- Write a small responder for mDNS shared records only
- Test a minimal responder with a unique A record
- Implement announcements
- Investigate automated acceptance tests
- Implement/Test IPv6
- Implement the proper simultaneous probe tiebreaking rules
- Create a resolver that can use both DNS and mDNS
- Create a DNS-SD resolver (continuous query)
-
Extend tcpip-stack-direct with support for UDP multicast
- Ipv4.Routing.destination_mac needs to recognise a multicast IP address (e.g. 224.0.0.251) and map it to the corresponding MAC address (e.g. 01:00:5E:00:00:FB)
- Ipv4.allocate_frame needs an option to override the default IP TTL: mirage/mirage-tcpip#95
- Unix only?: Ipv4 needs an API to join/leave multicast groups (?)
- UDP "sockets" need to receive messages transmitted by the same Unikernel
-
Extend tcpip-stack-socket with support for UDP multicast
- Add dependency on Sockopt (add to opam-repository first) or include the relevant code directly
- Tcpip_stack_socket.listen_udpv4 needs an option for IP_ADD_MEMBERSHIP, IP_MULTICAST_IF, IP_DROP_MEMBERSHIP
- Udpv4_socket.get_udpv4_listening_fd needs an option for SO_REUSEADDR
-
? Define a layer for selecting either ocaml-sockopt + Lwt_unix or the mirage-tcpip equivalent
-
? Write tests for the wrapper layer
Relevant RFCs:
- https://tools.ietf.org/html/rfc6762 - Multicast DNS
- https://tools.ietf.org/html/rfc6763 - DNS-SD
- https://tools.ietf.org/html/rfc1034 - DNS concepts
- https://tools.ietf.org/html/rfc1035 - DNS specification
- https://tools.ietf.org/html/rfc2782 - DNS SRV RR
- https://tools.ietf.org/html/rfc6891 - EDNS
- https://tools.ietf.org/html/rfc4033 - DNSSEC concepts
- https://tools.ietf.org/html/rfc4034 - DNSSEC RRs
- https://tools.ietf.org/html/rfc1112 - IPv4 multicast
- https://tools.ietf.org/html/rfc3171 - IPv4 multicast IANA
Structure of ocaml-dns server (high-level layers first):
- Dns.Lwt.Dns_server_unix: loads a zone file, listens on a socket and answers queries
- Dns.Lwt.Dns_server: consumes a query message and produces a response message
- Dns.Query: looks up the answer for a query in the Loader trie and produces a response
- Dns.Zone: uses Zone_lexer and Zone_parser to load a zone file into Loader.state
- Dns.Zone_lexer: ocamllex lexer for DNS Master zone file format
- Dns.Zone_parser: ocamlyacc parser for DNS Master zone file format
- Dns.Loader: stores resource records in a trie indexed by domain name, and provides add_* functions
- Dns.RR: resource record data types
Resolver:
- Dns.Mldig: clone of the standard "dig" command-line tool (uses Dns_resolver_unix)
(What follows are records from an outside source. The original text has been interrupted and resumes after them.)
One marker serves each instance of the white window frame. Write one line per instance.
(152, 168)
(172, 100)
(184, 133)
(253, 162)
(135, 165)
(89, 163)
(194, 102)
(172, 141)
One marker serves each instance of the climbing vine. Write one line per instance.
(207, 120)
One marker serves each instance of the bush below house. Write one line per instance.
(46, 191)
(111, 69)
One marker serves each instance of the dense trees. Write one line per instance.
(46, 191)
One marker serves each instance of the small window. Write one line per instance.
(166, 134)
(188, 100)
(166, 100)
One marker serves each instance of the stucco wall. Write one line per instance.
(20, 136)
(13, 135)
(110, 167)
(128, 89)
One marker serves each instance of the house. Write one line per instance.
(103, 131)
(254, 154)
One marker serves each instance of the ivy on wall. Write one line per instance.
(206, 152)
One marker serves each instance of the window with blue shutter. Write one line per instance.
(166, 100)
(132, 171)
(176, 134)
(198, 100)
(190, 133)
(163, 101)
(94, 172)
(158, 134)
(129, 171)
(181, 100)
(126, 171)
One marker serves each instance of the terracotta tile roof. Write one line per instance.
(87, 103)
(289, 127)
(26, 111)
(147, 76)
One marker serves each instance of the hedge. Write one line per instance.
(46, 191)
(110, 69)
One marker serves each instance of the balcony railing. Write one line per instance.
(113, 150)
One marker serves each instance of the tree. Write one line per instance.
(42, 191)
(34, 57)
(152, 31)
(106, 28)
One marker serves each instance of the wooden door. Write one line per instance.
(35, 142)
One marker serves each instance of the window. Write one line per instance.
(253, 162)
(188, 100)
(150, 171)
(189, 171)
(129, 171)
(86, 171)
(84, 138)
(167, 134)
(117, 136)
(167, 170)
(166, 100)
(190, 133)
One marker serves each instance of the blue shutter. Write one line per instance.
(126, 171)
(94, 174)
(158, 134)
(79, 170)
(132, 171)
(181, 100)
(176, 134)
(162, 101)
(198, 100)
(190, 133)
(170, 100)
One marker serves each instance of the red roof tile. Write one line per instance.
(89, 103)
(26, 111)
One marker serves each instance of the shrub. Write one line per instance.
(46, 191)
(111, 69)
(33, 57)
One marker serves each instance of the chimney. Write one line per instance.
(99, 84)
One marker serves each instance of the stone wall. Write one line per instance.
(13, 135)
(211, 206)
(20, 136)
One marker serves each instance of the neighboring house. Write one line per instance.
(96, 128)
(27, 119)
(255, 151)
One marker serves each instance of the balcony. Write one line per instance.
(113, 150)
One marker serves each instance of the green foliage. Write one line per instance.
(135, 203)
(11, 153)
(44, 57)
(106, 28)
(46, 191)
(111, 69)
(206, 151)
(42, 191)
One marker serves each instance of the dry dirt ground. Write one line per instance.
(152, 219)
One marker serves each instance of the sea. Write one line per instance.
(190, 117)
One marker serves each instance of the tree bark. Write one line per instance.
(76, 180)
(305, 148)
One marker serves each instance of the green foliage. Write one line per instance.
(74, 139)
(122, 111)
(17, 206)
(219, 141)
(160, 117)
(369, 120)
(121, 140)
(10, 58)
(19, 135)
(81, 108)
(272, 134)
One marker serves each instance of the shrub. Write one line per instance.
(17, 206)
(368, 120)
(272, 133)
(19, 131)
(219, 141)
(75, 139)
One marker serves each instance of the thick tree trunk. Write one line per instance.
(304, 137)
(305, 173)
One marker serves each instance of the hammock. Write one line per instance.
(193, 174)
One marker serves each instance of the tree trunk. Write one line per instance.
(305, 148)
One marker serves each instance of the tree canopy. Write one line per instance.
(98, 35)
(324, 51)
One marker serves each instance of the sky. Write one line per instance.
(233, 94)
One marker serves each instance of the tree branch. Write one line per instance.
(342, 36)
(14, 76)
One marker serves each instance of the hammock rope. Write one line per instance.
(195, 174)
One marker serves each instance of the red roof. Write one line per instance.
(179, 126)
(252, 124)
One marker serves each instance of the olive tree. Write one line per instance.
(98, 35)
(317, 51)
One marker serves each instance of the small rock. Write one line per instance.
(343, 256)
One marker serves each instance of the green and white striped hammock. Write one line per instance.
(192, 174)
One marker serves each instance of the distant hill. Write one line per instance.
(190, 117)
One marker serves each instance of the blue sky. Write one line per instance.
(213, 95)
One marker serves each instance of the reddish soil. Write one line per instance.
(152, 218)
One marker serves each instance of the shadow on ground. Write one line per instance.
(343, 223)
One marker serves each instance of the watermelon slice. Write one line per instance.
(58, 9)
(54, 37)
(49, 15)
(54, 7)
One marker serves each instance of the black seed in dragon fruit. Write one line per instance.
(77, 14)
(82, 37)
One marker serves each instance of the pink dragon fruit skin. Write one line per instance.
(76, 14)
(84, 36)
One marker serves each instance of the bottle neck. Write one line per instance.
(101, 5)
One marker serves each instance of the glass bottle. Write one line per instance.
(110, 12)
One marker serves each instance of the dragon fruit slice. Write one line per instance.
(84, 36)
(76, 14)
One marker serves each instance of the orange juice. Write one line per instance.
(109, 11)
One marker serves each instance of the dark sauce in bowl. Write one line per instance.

- Dns.Lwt.Dns_resolver_unix: loads a resolv.conf, creates a socket, sends a query and decodes the response (gethostbyname, gethostbyaddr)
- Dns.Async.Dns_resolver_unix: Async version
- Dns.Mirage.Dns_resolver_mirage: Mirage version
- Dns.Lwt.Dns_resolver: LWT-based DNS resolver
- Dns.Async.Dns_resolver: Async.Std-based DNS resolver
- Dns.Resolvconf: parser for "/etc/resolv.conf" configuration file format
Common and low-level modules:
- Dns.Protocol: encapsulates Packet parsing/marshaling functions into modules called Client and Server
- Dns.Packet: defines DNS protocol constants, packet types, and binary/text serialisation functions
- Dns.Hashcons: data structure used by Dns.Name for "interning" strings and lists of strings
- Dns.Trie: trie data structure specialised for storing domain names
- Dns.Name: defines types for domain names and binary serialisation functions
- Dns.Operator: defines infix operators for bitwise integer operations, plus charstr
- Dns.Buf: byte array
Changes to ocaml-dns
- Do not process queries for *.local
- Platform-specific code defines the commfn record containing txfn, rxfn, timerfn and cleanfn
- Call Dns.Packet.create to build a query packet
- Dns_resolver.resolve calls send_pkt to do the work and catches any exceptions
- send_pkt calls Dns.Protocol.Client.marshal to get the bytes for the query
- A Lwt.wait pair is created for synchronisation
- Two threads are created in parallel: send and receive
- The send thread calls txfn (e.g. sendto) to send the message, then sleeps for 5 seconds
- If the sleep completes then a time-out Error is signalled
- The receive thread calls rxfn (e.g. recvfrom) to wait for a response
- If the receive fails, or if decoding the response fails, then an Error is signalled
- Otherwise, if the response is decoded successfully then an Answer is signalled
- send_pkt waits for an Answer, or for both threads to return Error
- (2) UDP Port 5353
- (2) Shared vs unique resource record sets
- (3) mDNS as a fall-back DNS
- (5.1) Legacy one-shot
- (5.2) Continuous queries
- (5.2) Re-query after % of TTL, randomised
- (5.3) Multiple questions per query
- (5.4) Requesting unicast responses
- (5.5) Response delays
- (6.1) Negative responses (NSEC) for unique (owned) RR sets
- (6.2) Grouping of address records by interface, and optionally by address family
- (6.3) Multi-question queries, with delays
- (6.4) Response aggregation
- (6.5) Wildcard (ANY) queries
- (6.6) Observation of peer responses -> conflict resolution / announcement (TTL different)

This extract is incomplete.